Escribí en el cuaderno azul con tapa dura.

 Los negros somos negros. Cuando nos ruborizamos, somos negros. Si nos golpean, nuestro moretones son negros. Cuando lloramos, nuestras lágrimas son negras. Y caen en la tierra, tierra negra, amada negra. Si nos agarra la peste, la peste negra, nos volvemos más negros perdiendonos en la noche oscura, cerrada y negra. Como baila la negra en la noche.
Pero si nos cortamos, nuestra sangre es roja. Roja de cólera. Roja oprimida. Nada que ver con la sangre roja del coronel. Roja porque la vimos caer de su nariz. Un día, ese mediodía, que cayó su cuerpo en la tierra, nuestra tierra negra, mareado e insolado.
Y su sangre roja. Roja tímida. Roja huerfana. Roja que siempre quisiste ser azul. Y si lo fueras, nosotros seriamos al fin los negros. Los negros que trabajan, que beben, que se pelean. Los negroa que no trabajan, y beben y se pelean. Los negro vagos, borrachos y salvajes.
Y ahí está el coronel, con el negrito en el regazo, con la tabla en su mano derecha. Con la mano dictadora, mano sin callos, mano inútil. Mano violenta, mecánica. Arriba y abajo y arriba hasta que el negrito pare de llorar. Hasta que el negrito pare de grita. Hasta que el negrito se desmaye.

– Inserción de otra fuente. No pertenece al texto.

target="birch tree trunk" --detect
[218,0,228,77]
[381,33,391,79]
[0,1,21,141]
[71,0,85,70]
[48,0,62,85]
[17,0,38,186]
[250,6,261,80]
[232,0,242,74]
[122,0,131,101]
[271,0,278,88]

Pero los negros, no nos desmayamos por dolor. Nuestro sufrimientos ya es negro. En algún momento, el coronel va a parar y el negrito se va a ir. Primero con pasow inseguros sin saber su camino. Pronto, se dará cuenta de que ya no es un negrito sino un negro. Porque el odio es negro. El trabajo es negro.
Y seguira nuestro camino. Nuestra vida, nuestra condenada vida negra. Porque nadie mira para nosotros. Porque aquí Dios nos abandonó. Y tenía sus razones, Dios no es negro.